COLLEGE PARK – Prince George's County fire investigators say a wood stove caused a fire Sunday night displacing a family.
The fire broke out around 8:30 p.m. in the 9800 block of 48th Avenue in the Hollywood section of College Park.
"When fire crews arrived on the scene they reported smoke and fire showing from the rear of a two-story house,” said Mark Brady, spokesperson for the Prince George's County Fire Department.
"Firefighters from Branchville Volunteer Fire Department advanced an attack line into the house and located the fire in a room [and brought] the fire under control within 10 minutes,” said Volunteer Fire Chief William Corrigan of the College Park Volunteer Fire Department.
According to the National Fire Protection Association, in 2013, heating equipment was involved in an estimated 64,100 U.S. home fires, 540 civilian deaths, 1,400 civilian injuries and $943 million in direct property damage. The peak months for home heating fires are December, January and February. NFPA urges the public to be cautious when using heating equipment.
With temperatures dropping, accompanied by increased cost of home heating fuels and utilities, Brady said many residents are searching for alternative home-heating sources such as wood-burning stoves, space heaters and fireplaces.
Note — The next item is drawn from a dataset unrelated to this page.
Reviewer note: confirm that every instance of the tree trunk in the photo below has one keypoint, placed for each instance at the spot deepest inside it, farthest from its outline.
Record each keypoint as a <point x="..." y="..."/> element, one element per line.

However, Brady said that heating is one of the leading causes of residential fires. Over one-quarter of these fires result from improper maintenance of equipment, specifically the failure to clean the equipment, he adds.
"Be sure the fireplace or stove is installed properly," Brady said. "Wood stoves should have adequate clearance [3 feet] from combustible surfaces and proper floor support and protection.”
Brady said wood stoves should be of good quality, solid construction and design and should be evaluated by a nationally recognized laboratory, such as Underwriters Laboratories (UL). Residents should have their chimney inspected annually and cleaned if necessary, especially if it has not been used for some time. Experts warn to never use flammable liquids to start or accelerate any fire and never burn charcoal indoors. Burning charcoal can give off lethal amounts of carbon monoxide.